# Chases at dcf



## titaniumplumbr (Jun 11, 2014)

these chases sucked


----------



## chonkie (Jul 31, 2014)

Gotta love having elbow room to work.


----------



## titaniumplumbr (Jun 11, 2014)

Yeah my wife asked why my arms looked so sun burned I told her it's not sun burn it's concrete burn from rubbing up against the walls


----------



## titaniumplumbr (Jun 11, 2014)

These chases are all of 2 1/2' wide 7' tall and 3 to 4' deep and everything runs through them ... Electric, ac, condensate, drains, water, communications, etc


----------



## Tommy plumber (Feb 19, 2010)

I was called to a hotel to give an estimate for some copper piping that had been stolen. I took some picutes of the chase between the rooms. 

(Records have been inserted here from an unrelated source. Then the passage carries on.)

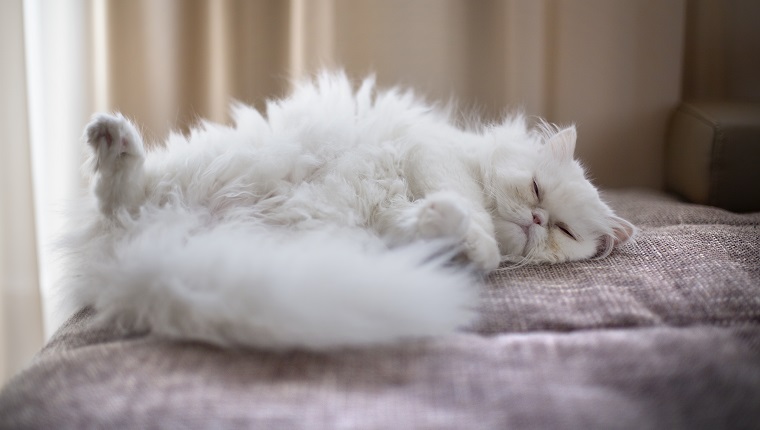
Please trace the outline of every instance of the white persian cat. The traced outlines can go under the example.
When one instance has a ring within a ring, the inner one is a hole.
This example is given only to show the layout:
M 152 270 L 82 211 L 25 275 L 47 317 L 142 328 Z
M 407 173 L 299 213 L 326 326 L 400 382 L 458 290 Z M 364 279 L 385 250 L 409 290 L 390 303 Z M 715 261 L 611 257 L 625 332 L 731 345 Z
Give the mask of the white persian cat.
M 603 257 L 635 230 L 573 160 L 573 127 L 463 129 L 329 73 L 233 114 L 147 152 L 123 116 L 93 118 L 73 306 L 219 345 L 385 343 L 471 323 L 475 275 L 502 260 Z

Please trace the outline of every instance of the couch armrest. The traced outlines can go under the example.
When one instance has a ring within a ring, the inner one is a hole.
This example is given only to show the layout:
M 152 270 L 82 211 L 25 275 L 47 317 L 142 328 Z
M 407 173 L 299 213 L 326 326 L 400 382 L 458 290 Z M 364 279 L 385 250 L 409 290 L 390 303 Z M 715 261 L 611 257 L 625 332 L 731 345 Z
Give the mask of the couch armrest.
M 682 104 L 665 160 L 670 191 L 735 212 L 760 211 L 760 104 Z

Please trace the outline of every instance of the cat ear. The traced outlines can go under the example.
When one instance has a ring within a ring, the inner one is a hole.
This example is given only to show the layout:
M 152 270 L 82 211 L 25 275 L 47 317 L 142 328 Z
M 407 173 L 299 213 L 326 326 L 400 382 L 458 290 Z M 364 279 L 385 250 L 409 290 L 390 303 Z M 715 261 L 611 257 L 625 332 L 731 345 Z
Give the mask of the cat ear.
M 623 218 L 612 215 L 609 220 L 612 225 L 612 238 L 615 241 L 614 246 L 620 246 L 636 235 L 636 227 Z
M 557 134 L 549 138 L 546 145 L 554 158 L 559 161 L 568 161 L 573 159 L 575 152 L 575 139 L 578 134 L 575 126 L 570 126 L 560 130 Z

I turned the man down who purchased the hotel since he was un-reasonable to deal with. He was trying his darndest to lower my price. He wanted to know my markup on materials and at one point he asked to see the supply house invoice! I declined to work for him since I was able to size him up as a problem customer down the road.


----------



## jmc12185 (Aug 27, 2013)

They took the 1/2" but left the 11/2 and 2"??? Smart move. If your going to break the law, you might as well go all the way.

Sent from my iPhone using PlumbingZone


----------



## Tommy plumber (Feb 19, 2010)

jmc12185 said:


> They took the 1/2" but left the 11/2 and 2"??? Smart move. If your going to break the law, you might as well go all the way.
> 
> Sent from my iPhone using PlumbingZone












Actually, 1 1/2"& 3" was taken from a different location. While I was there I decided to take pictures of the chase between the rooms.

Top and middle pics are 3". In the bottom pic, the 1 1/2" pipe can be seen hanging on the left above a room door.


----------



## jmc12185 (Aug 27, 2013)

Yes, I see now. Thieving b*st*rds.

Sent from my iPhone using PlumbingZone


----------



## Rando (Dec 31, 2012)




----------



## Liquidplumber11 (Aug 9, 2014)

Rando said:


>


I have a plumber sized just for these chases, we once had him in a chase with only 2 cinder blocks removed.


----------



## chonkie (Jul 31, 2014)

Wow, that's still only maybe one and a half cinder block width with the pipe in the way.


----------



## SchmitzPlumbing (May 5, 2014)

i hate being skinny, chases and crawl spaces for the same pay, i want to be a fat guy and not go in there like the other fat a**es:whistling2:


----------